On 19 March 1715, information was received that the Sikhs were located 12 Kos from Lahore city. The Faujdars of the district had fled but it became apparent that battle would soon be joined. Baba Banda Bahadur was not oblivious to the preparations being done in Lahore. He therefore decided to build a “Kachhigarhi” (mud fortress) in the village Mirza Jaan between Batala and Kalanaur. Baba Banda Bahadur’s army and the Raj Mistris (masons) of that region constructed the fort. Nanakshahi brick was used for the construction and the walls were painted with mud. The walls of the fort were still being constructed and the barriers outside were not fully ready when the combined forces under the command of Abdul Samad Khan and Naib Subedar Arif Baig of Lahore attacked the Sikhs in the fort.


From this fort the Sikhs bravely fought the armies of the Mughals and their helpers, but the Mughals’ cannons and bullets forced them enter the open ground. Abdul Samad Khan was shocked when the Khalsa army, instead of turning and fleeing, pounced upon his forces and defeated him. The Mughal army suffered heavy losses.
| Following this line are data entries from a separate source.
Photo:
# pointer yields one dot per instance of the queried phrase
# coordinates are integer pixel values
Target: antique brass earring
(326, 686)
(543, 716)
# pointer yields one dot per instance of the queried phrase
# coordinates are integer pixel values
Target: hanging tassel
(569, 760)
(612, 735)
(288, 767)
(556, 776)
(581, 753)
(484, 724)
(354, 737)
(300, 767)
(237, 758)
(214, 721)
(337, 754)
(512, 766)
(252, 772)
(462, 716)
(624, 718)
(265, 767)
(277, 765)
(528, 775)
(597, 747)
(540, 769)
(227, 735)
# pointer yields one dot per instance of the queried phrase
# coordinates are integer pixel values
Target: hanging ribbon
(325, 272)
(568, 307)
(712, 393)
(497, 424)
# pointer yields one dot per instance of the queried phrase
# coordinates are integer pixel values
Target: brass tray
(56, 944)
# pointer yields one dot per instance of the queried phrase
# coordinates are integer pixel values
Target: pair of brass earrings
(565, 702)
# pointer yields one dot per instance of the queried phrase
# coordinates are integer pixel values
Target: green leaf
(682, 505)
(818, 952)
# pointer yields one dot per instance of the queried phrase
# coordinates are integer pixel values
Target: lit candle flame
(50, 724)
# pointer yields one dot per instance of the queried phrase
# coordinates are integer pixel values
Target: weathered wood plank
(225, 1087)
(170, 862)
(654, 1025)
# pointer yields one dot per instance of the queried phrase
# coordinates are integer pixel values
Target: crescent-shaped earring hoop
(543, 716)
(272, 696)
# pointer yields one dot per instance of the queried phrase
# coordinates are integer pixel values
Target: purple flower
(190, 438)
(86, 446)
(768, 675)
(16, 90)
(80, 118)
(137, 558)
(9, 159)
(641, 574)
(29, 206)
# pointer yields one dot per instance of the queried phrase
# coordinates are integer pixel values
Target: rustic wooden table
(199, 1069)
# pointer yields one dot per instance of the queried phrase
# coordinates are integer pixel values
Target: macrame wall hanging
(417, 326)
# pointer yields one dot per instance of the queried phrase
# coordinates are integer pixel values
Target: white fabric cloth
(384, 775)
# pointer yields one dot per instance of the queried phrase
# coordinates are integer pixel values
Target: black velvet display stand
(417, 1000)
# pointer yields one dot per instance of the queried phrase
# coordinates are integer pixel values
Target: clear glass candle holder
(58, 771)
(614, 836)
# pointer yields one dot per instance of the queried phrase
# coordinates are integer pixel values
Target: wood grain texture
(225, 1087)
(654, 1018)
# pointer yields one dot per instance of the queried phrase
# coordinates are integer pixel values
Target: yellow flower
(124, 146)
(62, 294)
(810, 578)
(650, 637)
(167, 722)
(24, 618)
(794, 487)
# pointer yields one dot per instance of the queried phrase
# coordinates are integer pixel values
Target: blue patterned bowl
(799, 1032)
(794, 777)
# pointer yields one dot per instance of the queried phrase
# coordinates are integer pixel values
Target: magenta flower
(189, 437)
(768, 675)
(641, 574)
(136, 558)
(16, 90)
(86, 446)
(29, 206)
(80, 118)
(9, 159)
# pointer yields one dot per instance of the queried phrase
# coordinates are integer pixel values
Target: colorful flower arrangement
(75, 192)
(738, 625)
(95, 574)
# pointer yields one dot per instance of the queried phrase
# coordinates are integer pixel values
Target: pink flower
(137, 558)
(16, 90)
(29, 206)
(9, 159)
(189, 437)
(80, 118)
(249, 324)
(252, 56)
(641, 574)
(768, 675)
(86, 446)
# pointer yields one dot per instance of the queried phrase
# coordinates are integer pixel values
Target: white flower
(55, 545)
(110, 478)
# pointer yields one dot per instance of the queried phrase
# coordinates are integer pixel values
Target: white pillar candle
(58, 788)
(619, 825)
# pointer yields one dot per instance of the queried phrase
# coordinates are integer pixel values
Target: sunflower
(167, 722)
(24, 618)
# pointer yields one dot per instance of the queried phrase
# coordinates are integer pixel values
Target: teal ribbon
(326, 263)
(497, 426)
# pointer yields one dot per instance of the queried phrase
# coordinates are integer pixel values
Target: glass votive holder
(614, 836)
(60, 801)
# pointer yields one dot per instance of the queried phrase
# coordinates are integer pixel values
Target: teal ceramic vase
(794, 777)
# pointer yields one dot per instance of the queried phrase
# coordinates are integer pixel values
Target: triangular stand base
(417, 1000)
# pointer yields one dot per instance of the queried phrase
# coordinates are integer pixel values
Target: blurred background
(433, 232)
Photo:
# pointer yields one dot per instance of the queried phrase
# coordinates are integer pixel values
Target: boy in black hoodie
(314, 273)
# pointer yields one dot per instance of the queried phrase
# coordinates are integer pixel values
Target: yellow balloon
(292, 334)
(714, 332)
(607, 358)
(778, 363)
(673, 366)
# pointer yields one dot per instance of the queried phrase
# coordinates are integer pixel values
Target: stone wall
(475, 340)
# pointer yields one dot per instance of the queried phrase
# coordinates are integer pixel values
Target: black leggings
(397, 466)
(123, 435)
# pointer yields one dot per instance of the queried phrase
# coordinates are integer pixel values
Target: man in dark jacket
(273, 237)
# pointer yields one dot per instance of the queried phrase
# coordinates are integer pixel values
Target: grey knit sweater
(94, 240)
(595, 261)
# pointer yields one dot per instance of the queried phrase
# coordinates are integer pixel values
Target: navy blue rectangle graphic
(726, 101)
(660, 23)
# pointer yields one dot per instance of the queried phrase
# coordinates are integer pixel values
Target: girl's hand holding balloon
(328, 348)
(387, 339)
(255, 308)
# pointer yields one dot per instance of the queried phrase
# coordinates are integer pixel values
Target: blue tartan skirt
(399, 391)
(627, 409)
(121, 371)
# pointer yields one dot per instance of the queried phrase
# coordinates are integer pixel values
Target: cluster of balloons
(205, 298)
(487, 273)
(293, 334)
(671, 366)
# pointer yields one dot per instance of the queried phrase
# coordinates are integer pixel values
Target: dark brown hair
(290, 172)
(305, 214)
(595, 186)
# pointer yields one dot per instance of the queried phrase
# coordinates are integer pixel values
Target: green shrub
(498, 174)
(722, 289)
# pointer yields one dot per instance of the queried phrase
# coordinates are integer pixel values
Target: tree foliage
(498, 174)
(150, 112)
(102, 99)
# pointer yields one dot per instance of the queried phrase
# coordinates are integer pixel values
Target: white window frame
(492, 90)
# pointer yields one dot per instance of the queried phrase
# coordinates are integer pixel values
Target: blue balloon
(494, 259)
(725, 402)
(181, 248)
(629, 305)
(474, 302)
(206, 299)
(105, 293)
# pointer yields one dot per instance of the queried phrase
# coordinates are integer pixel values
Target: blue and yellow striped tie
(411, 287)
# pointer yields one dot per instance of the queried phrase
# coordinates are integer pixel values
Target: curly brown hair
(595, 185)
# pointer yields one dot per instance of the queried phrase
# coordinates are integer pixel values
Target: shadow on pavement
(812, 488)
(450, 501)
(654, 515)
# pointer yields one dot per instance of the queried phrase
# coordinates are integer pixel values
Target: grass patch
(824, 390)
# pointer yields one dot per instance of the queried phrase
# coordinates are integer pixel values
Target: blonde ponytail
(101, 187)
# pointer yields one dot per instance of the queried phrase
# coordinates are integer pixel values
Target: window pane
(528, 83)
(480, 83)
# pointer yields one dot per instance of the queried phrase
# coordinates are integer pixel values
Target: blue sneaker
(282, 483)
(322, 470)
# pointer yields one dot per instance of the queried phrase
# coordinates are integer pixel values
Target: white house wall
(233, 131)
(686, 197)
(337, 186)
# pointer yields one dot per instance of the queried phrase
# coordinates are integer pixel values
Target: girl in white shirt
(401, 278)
Many Sikhs also fell to a heroes death; sadly, they did not have reinforcements as the Mughals had, having collected a large combined force.


Battle of Gurdas Nangal


Banda Bahadur and the Khalsa forces fought with great bravery and retreated steadily under sustained onslaught of the enemy. They finally made their stand at the Garhi of Gurdas Nangal where the Mughal forces siege for 8 months. Finally, on 17, December, 1715, Banda Bahadur was captured and taken to Delhi where he was tortured in the most brutal manner before being put to death. His death only enthused the Sikhs into fighting back and, within a century, the Sikh Empire had gained firm roots after having decimated the Mughal as well as the Afghans.


The Final Word


Banda Bahadur laid the roots of revolution in Punjab which was joined by both Hindus and Sikhs in unison. he empowered the peasants and gave to the the confidence to resist tyranny. He gave a true example of loyalty to his Guru by fighting to the last in his name. Many Hindu families sent their eldest son into the Sikh/Khalsa fold to fight against the tyranny of the Muslim rulers. The fight continued for almost a century after Banda Bahadur and it was contested against the Mughals and the Afghans. The people of Punjab emerged victorious and carved out an Empire for themselves under Maharaja Ranjit Singh which was called Sarkar Khalsa


Even though there will always be historical renditions of the victory of Baba Banda Bahadur it is very sad to see that there are not many monuments to record the times for the benefit of future generations.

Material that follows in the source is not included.